HMP Shotts contains 6 accommodation units, including a Segregation Unit and the two National Facilities. 'B' and 'C' halls are the mainstream halls holding prisoners from the National Induction Centre or other nearby prisons. 'D' hall is a non-sex offender protection unit which houses inmates who have asked to be removed from mainstream circulation for their own protection. The NIC, 'B', 'C' and 'D' halls are almost identical in design, providing accommodation for approximately 120 prisoners. The Segregation Unit houses up to 12 inmates, from Shotts and other prisons around Scotland, who have been removed from general prison populations.

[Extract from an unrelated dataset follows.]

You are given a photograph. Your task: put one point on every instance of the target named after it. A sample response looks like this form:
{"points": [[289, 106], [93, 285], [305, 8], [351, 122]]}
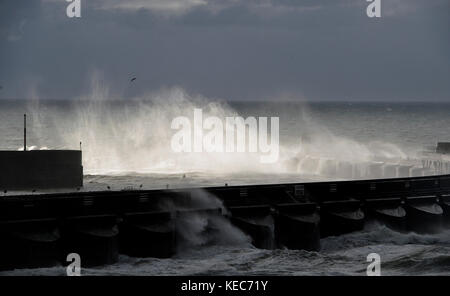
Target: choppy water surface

When inspected by HM Inspectorate of Prisons in February 2007, Shotts held a total of 512 prisoners. During an inspection in February 2007, the units held the following number of prisoners:

| Hall | Prisoner Count |
|---|---|
| 'B' Hall | 114 |
| 'C' Hall | 116 |
| 'D' Hall | 112 |
| Segregation Unit | 8 |

Shotts prison was completely rebuilt in 2012, with a capacity of 553 adult male prisoners.

When HMP Shotts was rebuilt they removed the 'B' 'C' and 'D' halls along with Kerr House. As of 2023 HMP Shotts contains 'Allanton Hall' holding roughly 275 prisoners, which has four floors, floor one and two contains protection prisoners, while three holds mainstream and four is the National Induction Center (NIC). There is also 'Lamont Hall' which holds roughly 275prisoners and all four of its floors hold mainstream prisoners. The 'Segregation & Reintegration Unit' or SRU holds 12 prisoners who are kept in the SRU for many reasons such as: to be removed from the mainstream, for their own protection and for others protection.